Most of the contracts will last 15 years, while those for plants converted to biomass will get 20-year deals, according to the proposals. Drax Group Plc (DRX), the country’s biggest coal plant, is spending $1 billion to convert half of its six units to burn wood pellets. Its shares rose as much as 8.2 percent today.
RenewableUK, the main industry lobby group, said that while the proposals are a “step forward,” the 15-year length of the contracts makes industry development “challenging.”
“The levels of the strike prices are challenging but possible considering the reduced time periods that renewables will be supported for under contract for difference system compared to the Renewable Obligation,” Chief Executive Officer Maria McCaffery said in an e-mailed statement. “More details do need to be set out. The most important ingredient remains investor confidence and that will take time to land.”

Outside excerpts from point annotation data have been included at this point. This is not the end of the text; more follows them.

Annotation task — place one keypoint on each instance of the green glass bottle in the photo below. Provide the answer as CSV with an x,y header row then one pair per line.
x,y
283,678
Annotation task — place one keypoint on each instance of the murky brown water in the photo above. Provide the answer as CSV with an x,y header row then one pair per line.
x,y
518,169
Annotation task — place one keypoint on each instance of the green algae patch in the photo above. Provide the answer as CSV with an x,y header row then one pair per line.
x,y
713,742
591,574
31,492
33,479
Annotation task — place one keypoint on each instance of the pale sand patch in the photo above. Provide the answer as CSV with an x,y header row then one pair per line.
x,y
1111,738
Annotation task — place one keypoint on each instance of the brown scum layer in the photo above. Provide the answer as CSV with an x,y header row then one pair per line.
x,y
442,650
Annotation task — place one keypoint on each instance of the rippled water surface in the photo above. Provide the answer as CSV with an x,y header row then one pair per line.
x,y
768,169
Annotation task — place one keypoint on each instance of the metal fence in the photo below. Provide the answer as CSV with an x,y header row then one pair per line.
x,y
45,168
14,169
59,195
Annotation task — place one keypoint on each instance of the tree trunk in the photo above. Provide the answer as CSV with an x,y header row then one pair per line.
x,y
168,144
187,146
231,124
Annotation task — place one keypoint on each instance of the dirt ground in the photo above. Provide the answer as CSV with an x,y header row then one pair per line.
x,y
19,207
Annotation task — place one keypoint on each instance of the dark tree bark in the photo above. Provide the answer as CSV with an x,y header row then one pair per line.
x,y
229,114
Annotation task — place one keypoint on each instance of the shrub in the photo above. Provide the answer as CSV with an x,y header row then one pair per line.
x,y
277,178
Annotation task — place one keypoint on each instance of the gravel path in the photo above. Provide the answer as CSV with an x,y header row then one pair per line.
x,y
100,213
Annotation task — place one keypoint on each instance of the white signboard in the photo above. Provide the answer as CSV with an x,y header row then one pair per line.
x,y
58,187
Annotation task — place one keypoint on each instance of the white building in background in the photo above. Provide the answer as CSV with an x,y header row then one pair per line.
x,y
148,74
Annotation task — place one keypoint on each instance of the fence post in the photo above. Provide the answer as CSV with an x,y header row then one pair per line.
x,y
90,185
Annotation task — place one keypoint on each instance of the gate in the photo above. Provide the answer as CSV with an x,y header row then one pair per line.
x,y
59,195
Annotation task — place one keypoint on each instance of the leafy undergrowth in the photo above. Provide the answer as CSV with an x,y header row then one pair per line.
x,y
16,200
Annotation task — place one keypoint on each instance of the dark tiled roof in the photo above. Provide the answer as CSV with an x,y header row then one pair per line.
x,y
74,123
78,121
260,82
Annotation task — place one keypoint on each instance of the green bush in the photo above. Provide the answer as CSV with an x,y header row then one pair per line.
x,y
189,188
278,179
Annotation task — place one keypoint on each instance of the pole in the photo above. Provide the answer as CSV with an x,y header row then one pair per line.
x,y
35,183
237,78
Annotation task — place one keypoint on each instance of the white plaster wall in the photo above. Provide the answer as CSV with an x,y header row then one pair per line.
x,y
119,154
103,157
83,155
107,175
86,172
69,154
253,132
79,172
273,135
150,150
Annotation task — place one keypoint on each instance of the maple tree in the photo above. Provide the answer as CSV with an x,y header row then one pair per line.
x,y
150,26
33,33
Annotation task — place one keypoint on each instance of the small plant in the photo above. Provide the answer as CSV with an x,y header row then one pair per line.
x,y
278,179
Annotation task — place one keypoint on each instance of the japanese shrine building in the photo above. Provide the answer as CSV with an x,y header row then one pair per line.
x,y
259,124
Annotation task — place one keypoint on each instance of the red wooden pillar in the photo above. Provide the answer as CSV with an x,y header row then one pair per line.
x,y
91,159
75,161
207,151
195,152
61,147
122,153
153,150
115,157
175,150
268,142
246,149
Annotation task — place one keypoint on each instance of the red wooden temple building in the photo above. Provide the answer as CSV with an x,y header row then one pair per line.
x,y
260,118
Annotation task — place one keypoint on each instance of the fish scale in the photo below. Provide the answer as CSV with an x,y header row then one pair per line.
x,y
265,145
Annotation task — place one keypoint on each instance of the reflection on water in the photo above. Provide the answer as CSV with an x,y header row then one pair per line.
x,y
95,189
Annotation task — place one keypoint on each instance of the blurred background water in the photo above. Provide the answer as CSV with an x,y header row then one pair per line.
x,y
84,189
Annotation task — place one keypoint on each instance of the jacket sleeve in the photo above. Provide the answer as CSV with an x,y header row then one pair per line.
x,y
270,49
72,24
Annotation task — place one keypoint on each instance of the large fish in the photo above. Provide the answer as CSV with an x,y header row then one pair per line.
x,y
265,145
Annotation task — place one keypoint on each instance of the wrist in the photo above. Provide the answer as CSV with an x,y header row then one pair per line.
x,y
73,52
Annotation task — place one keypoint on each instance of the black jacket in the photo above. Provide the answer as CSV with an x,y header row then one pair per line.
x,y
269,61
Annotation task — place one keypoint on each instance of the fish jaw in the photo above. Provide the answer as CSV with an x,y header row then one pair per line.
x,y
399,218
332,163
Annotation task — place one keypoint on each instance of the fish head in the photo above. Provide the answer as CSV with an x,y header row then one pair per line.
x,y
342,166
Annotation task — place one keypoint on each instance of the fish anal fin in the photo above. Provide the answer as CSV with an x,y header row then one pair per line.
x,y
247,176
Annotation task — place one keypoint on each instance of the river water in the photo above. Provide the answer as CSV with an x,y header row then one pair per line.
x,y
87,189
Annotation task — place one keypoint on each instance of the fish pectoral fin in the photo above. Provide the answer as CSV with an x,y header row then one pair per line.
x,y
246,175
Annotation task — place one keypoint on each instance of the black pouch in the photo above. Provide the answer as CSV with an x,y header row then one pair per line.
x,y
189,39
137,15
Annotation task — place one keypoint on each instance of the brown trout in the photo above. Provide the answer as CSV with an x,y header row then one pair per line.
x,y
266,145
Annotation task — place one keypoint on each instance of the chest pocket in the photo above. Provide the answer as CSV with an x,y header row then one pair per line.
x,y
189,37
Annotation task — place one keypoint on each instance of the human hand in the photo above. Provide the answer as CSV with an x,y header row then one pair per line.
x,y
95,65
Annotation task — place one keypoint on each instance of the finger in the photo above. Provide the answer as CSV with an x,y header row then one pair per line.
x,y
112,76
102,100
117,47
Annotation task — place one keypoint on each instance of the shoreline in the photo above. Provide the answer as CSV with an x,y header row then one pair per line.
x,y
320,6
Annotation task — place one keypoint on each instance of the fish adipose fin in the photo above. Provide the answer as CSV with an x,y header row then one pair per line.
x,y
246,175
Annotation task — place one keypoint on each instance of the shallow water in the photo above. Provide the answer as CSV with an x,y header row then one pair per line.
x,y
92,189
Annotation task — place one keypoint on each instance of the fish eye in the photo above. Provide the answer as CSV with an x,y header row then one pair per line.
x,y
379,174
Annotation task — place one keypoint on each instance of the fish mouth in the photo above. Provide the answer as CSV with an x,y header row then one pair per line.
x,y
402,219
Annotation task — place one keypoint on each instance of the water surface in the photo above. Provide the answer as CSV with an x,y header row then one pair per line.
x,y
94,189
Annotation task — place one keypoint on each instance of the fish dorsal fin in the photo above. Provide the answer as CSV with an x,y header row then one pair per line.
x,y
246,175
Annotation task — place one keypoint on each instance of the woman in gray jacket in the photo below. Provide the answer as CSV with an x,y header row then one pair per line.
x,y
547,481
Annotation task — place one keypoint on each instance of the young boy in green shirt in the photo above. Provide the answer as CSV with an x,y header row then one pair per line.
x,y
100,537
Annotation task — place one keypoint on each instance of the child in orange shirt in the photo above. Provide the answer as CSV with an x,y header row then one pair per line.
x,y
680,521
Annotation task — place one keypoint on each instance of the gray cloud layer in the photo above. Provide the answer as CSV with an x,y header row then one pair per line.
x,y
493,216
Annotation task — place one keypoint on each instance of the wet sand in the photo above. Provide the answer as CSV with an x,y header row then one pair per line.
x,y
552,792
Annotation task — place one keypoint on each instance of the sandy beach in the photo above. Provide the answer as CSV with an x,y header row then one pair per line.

Subsidies paid “aim to make the U.K. market one of the most attractive for developers of wind, wave, tidal, solar and other renewables technologies, whilst minimizing the costs to consumers,” Davey said in a statement. He said the goal is for renewables to contribute more than 30 percent of the nation’s electricity by 2020.
The price for offshore wind is within the range of 145 pounds to 175 pounds recommended by the government’s global warming policy adviser, the Committee on Climate Change.
In a speech to Parliament today outlining infrastructure spending commitments, Treasury Chief Secretary Danny Alexander slipped in that the Treasury will extend a “multi-billion pound guarantee to advance the new nuclear power station at Hinkley Point. Electricite de France SA is considering whether to build the plant in southwest England, the first facility of its kind in two decades and is still in talks with the government about the strike price.
The government said it will run its first capacity market auctions next year, for delivery in 2018. The purpose of the mechanism is to ensure there is enough generation capacity that can be brought online at times of peak demand.
Existing power plants will receive one-year capacity market contracts, those that require refurbishment to remain operational will receive payments for as many as three years, and new generators will get longer agreements, according to a document posted on the energy department website.
RWE’s Massara said the 15-year span of the contracts for difference for renewable power is too short, and that all power plants should be eligible to contracts of the same duration within the capacity market, rather than the current proposal, which rewards new generators with longer deals.
‘‘The capacity mechanism should be non-discriminatory and open to old or new plants’’ and different fuel types,” Massara said. “A megawatt is a megawatt is a megawatt.”